読書猿『独学大全』の中で、私は「本との出会いを運まかせにするな」と書き、偶然に頼らず書物と出会うための技法を紹介しました。その意味では、書評を介して本に出会うのは、偶然といえば偶然です。しかし、評者が遅れてきた者のポジションを取ることで、本当の意味でのスゴ本が集まってくる。そんな偶然を、この本はデザインしているのだと思います。

Dain  もし、「あなたの知らない本を教えてあげますよ」という態度で書評するなら、きっと、私が紹介する本は、「わたしが知ってる本」だけに限られてしまうでしょう。そんな上から目線の書評家に、だれもお薦めしたくはないでしょうから。

とても狭いジャンルで偉そうにしている読書家を、沢山見てきました。そんな人を反面教師にして、「わたしが知らないスゴ本」を教えてください、としているのです。

読書猿 この本が発売されたのは、ちょうど1年前の2020年4月30日。昨年もコロナ禍中で非常事態宣言が出され、非日常が常態化しはじめた、まさにそんな時期でした。ちなみに、4月30日は「図書館記念日」でもあります。

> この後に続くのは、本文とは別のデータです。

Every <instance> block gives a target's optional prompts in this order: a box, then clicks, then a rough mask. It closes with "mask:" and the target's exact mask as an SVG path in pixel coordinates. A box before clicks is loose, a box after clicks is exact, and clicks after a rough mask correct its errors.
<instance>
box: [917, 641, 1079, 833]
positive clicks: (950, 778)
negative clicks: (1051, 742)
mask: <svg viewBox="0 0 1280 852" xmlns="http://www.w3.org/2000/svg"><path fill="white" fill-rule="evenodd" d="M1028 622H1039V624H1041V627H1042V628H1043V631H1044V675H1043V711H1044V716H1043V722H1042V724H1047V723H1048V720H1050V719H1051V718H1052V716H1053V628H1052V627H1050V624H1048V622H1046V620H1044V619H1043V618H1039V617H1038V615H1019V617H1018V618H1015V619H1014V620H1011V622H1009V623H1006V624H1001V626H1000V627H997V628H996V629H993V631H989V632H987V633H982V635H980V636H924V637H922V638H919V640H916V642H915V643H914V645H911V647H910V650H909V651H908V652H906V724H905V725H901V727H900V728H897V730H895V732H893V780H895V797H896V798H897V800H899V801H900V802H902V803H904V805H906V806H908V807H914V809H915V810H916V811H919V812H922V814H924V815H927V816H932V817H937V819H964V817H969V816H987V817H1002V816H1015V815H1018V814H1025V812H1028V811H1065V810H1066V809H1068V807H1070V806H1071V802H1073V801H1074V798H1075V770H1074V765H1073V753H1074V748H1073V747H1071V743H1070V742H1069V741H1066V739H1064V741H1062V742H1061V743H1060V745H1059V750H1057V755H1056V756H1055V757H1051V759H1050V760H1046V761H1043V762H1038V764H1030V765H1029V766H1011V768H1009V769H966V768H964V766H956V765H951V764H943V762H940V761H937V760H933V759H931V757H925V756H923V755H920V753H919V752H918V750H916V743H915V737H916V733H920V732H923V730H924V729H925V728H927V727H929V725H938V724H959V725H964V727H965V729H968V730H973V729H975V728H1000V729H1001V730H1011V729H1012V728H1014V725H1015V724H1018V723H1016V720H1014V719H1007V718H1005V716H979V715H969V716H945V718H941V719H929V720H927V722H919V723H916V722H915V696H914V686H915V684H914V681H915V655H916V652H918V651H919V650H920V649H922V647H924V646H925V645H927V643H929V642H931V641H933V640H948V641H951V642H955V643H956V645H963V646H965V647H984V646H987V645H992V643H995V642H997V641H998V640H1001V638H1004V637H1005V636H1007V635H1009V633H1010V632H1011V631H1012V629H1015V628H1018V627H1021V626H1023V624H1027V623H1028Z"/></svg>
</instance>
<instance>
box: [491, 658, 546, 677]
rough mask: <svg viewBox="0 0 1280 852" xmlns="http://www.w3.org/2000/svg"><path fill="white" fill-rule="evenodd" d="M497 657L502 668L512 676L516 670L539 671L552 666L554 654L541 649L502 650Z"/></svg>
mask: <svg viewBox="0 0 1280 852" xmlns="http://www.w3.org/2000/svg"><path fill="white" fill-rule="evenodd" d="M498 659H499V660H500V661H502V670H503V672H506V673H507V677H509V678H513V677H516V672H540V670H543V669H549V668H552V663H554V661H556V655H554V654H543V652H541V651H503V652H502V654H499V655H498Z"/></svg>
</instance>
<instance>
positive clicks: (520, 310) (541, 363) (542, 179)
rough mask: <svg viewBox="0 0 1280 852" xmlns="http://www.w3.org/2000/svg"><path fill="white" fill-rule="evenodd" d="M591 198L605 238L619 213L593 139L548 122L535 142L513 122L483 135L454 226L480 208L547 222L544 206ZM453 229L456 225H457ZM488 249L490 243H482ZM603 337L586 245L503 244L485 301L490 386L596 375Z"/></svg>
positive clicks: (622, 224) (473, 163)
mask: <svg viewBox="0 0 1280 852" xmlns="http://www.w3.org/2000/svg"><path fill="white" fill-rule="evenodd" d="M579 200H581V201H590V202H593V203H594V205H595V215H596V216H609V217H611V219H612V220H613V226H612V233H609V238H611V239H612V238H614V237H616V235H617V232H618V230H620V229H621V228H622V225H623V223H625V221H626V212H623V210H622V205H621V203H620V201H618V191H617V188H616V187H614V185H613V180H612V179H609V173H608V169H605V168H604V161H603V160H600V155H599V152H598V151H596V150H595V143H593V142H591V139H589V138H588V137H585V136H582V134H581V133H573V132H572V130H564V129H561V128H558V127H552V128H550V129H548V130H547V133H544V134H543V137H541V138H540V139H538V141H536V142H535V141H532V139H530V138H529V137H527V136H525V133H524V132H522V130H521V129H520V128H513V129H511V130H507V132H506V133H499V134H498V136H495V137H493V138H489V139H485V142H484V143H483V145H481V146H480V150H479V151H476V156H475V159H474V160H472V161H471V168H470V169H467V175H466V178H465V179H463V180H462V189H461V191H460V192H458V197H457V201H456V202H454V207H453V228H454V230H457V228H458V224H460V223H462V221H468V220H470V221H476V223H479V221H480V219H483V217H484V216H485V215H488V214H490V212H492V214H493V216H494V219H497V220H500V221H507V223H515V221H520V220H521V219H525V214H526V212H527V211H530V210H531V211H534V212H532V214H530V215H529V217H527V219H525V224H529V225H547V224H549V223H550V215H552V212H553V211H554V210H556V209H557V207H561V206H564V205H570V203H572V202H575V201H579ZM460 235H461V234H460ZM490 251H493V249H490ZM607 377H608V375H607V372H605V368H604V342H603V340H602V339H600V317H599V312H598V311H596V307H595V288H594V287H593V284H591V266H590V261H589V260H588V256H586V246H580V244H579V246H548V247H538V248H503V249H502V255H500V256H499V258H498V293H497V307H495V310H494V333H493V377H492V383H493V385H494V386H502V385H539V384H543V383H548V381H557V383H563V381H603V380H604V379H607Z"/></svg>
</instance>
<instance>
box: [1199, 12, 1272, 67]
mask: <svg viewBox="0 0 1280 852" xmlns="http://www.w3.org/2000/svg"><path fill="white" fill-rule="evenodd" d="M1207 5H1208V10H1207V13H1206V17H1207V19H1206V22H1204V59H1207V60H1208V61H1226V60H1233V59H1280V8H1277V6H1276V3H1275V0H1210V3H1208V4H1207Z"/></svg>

これは、二度とないようなタイミングと言えるのではないでしょうか。面白そうな本がこれでもかと紹介されていて、片っ端から読みたくなるのに、肝心の図書館は閉まっている……。そんな中で、読書への欲求を再認識した人も多かったのではないでしょうか。そんな、良くも悪くも奇跡のようなタイミングで世に出た、運命的な本だと感じています。

読書猿(どくしょざる)
ブログ「読書猿 Classic: between/beyond readers」主宰。「読書猿」を名乗っているが、幼い頃から読書が大の苦手で、本を読んでも集中が切れるまでに20分かからず、1冊を読み終えるのに5年くらいかかっていた。自分自身の苦手克服と学びの共有を兼ねて、1997年からインターネットでの発信(メルマガ)を開始。2008年にブログ「読書猿Classic」を開設。ギリシア時代の古典から最新の論文、個人のTwitterの投稿まで、先人たちが残してきたありとあらゆる知を「独学者の道具箱」「語学の道具箱」「探しものの道具箱」などカテゴリごとにまとめ、独自の視点で紹介し、人気を博す。現在も昼間はいち組織人として働きながら、朝夕の通勤時間と土日を利用して独学に励んでいる。『アイデア大全』『問題解決大全』(共にフォレスト出版)はロングセラーとなっており、主婦から学生、学者まで幅広い層から支持を得ている。『独学大全』は3冊目にして著者の真骨頂である「独学」をテーマにした主著。
なお、最新刊『独学大全』の「大全」のタイトルはトマス・アクィナスの『神学大全』(Summa Theologiae)のように、当該分野の知識全体を注釈し、総合的に組織した上で、初学者が学ぶことができる書物となることを願ってつけたもの。
Dain(だいん)
書評ブログ「わたしが知らないスゴ本は、きっとあなたが読んでいる」管理人。ブログのコンセプトは「その本が面白いかどうか、読んでみないと分かりません。しかし、気になる本をぜんぶ読んでいる時間もありません。だから、(私は)私が惹きつけられる人がすすめる本を読みます」。2020年4月30日(図書館の日)に『わたしが知らないスゴ本は、きっとあなたが読んでいる』(技術評論社)を上梓。